The vast majority of PhD students in the humanities experience a (rather horrible) process known as comprehensive exams. This often involves the creation of several lists of fifty to one hundred books centered around a given topic, which the student must then proceed to “read” (however you choose to interpret that), and then be tested on at the end of the year. While I’d never wish this process upon anyone, after having gone through it myself, I came to realize the potential value this approach could offer those outside of academia. If you’ve been hankering to explore a new topic–whether for professional purposes or just curiosity—read on to see how you can harness the methods of graduate education.
1. Build your reading list—choose a topic
Your topic needs to be relatively broad (as in, there are more than three books written about it), but not so broad as to be overwhelming and disconnected. Too broad would be something like “business.” Overly specific might be “leadership for women in virtual offices.” A happy medium might be something like just “leadership.” To take this example into a different subject area, consider a list like “Impressionist art” or “digital typography.”
2. Find the books
You may already be aware of some of the major works within your chosen topic. Start with those. But the best way, as we all know, is an Amazon search (also look at recommended books) and of course Google (try searching “the most important books on X”). Your list should contain a few of the classic works on the topic, as well as newer publications. Don’t go overboard. More than thirty books tends to become a bit unmanageable, and you may do better with as few as ten. But it all depends on your timeline.
3. Organize your list
Organize your reading list in reverse chronological order by publication, with any classic books listed at the top. This will give you a sense of the trajectory of the topic, and how understandings have changed over time.
4. Devise a note-taking system
Take notes by hand in a notebook, with a smart pen on your iPad, or in a computer program like Evernote or Onenote—whatever works for you. Just make sure you’re consistent, and that you’re storing your notes in one, easy-to-access place. Depending on how detailed you want to be, you might want to take notes by chapter, or just record whatever strikes you. However, no matter how you take your notes, I always recommend noting the page number for easy reference. While writing in the margin can make note-taking easier, you want to make sure you then transfer over your notations into your notes.
5. Start reading!
In grad school, we skim—it’s the only way to make it through 200 to 300 books. However, with a short list of 15 books that are probably much less dense than academic texts, you should be able to read much more in-depth. Set up a reading schedule—dedicate a certain amount of time each day to work through your books.
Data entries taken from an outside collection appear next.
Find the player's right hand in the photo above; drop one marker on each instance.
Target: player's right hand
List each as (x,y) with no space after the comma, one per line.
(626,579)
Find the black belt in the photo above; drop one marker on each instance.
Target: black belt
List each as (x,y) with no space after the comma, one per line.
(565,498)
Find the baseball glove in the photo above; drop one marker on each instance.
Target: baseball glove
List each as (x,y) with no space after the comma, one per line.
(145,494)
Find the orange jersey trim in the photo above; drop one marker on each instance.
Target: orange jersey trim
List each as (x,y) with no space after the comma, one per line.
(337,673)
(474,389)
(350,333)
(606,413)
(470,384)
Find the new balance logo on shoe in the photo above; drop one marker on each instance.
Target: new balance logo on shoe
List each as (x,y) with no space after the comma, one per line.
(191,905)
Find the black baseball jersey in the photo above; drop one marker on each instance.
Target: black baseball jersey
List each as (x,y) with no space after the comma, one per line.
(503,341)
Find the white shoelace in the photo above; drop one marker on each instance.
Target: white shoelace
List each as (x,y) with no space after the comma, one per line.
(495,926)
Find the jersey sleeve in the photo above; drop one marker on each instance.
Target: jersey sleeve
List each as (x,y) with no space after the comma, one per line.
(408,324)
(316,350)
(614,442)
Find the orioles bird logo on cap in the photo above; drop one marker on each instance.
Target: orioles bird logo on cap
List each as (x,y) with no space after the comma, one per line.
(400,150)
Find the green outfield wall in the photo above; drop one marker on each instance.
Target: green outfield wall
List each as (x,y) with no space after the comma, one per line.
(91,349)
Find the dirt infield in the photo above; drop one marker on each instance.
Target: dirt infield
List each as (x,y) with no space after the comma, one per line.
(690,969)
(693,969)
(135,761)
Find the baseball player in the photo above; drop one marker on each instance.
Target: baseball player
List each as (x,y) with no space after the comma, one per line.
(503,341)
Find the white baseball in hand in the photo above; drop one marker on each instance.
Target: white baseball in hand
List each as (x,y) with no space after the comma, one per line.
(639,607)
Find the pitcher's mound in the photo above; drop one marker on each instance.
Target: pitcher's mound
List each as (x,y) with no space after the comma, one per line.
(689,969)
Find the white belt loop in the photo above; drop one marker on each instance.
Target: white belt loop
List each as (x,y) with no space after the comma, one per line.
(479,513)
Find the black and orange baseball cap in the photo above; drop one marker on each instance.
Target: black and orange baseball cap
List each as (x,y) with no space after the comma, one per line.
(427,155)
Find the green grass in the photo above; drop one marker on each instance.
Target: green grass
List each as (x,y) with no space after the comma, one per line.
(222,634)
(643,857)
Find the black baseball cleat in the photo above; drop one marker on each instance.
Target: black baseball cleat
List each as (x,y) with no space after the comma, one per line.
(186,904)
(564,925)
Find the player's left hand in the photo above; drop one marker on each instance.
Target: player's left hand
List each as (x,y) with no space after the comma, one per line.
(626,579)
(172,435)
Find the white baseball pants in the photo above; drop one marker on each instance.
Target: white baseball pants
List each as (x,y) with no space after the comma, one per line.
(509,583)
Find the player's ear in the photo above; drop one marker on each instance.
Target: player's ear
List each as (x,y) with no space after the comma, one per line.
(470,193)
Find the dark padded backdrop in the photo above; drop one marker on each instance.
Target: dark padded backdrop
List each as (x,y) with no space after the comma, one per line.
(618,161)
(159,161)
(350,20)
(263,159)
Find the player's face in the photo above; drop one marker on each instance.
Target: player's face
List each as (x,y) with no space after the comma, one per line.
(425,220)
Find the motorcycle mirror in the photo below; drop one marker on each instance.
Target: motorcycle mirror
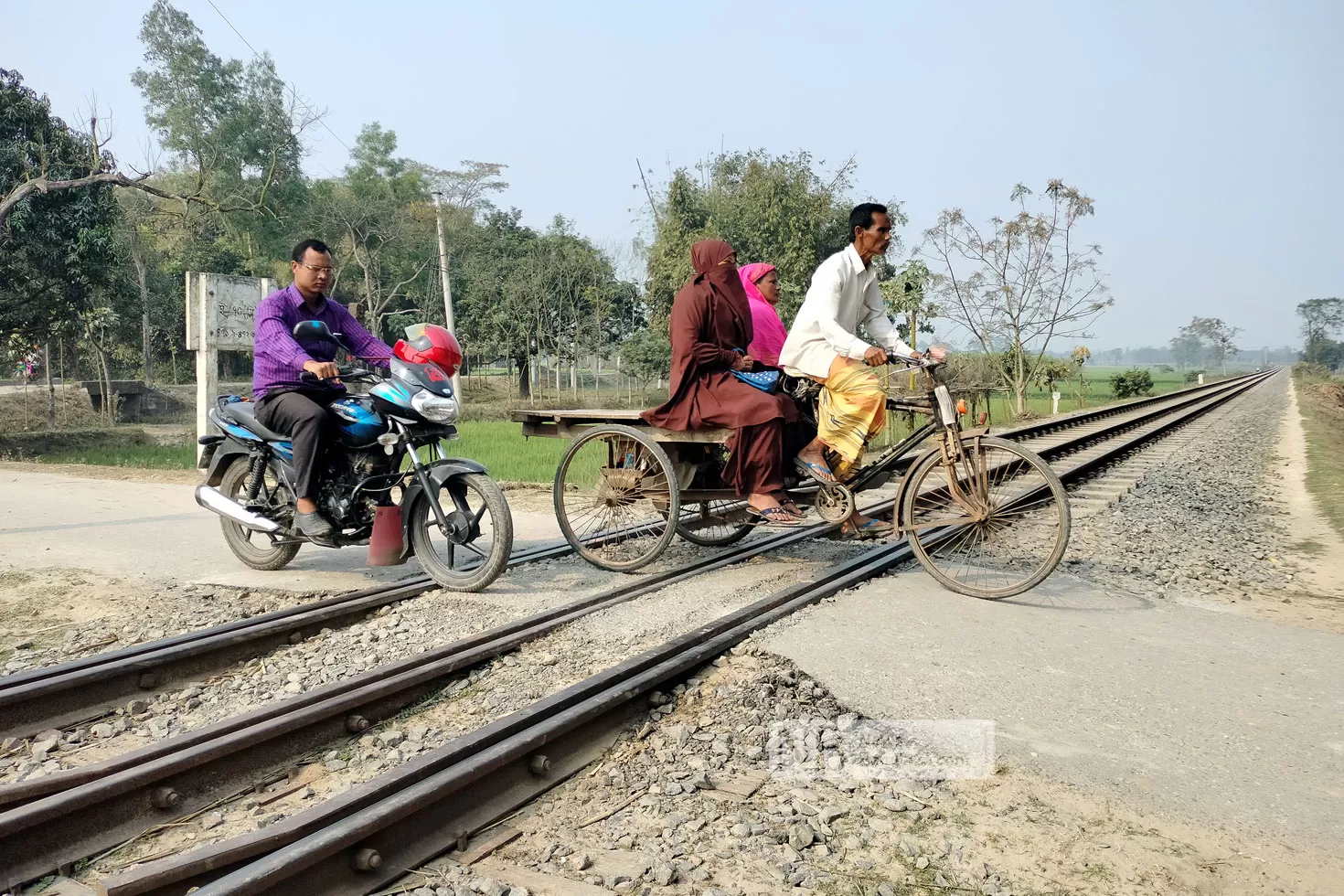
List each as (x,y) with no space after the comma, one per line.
(314,329)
6. Put your knowledge to work
While most of us who take comprehensive exams try to suppress the memory as soon as it’s over, we go through a process of studying and synthesizing information after we’re done reading and before we take our exams. This is how we transform our reading notes into actual knowledge. While you (happily) will not be tested on what you’ve read, you’ll get much more out of the process if you transform your notes into something bigger. And I think the best way to do this is via a project. Here are some suggestions: Write a blog post or article synthesizing and summarizing what you’ve learned from your readings. Create a presentation or a written summary for work. Teach others what you’ve learned: make a YouTube video, present at a school or organization, etc. Or, simply write a synthesis/summary in your notes, for your eyes only.
What topics are you interested in exploring?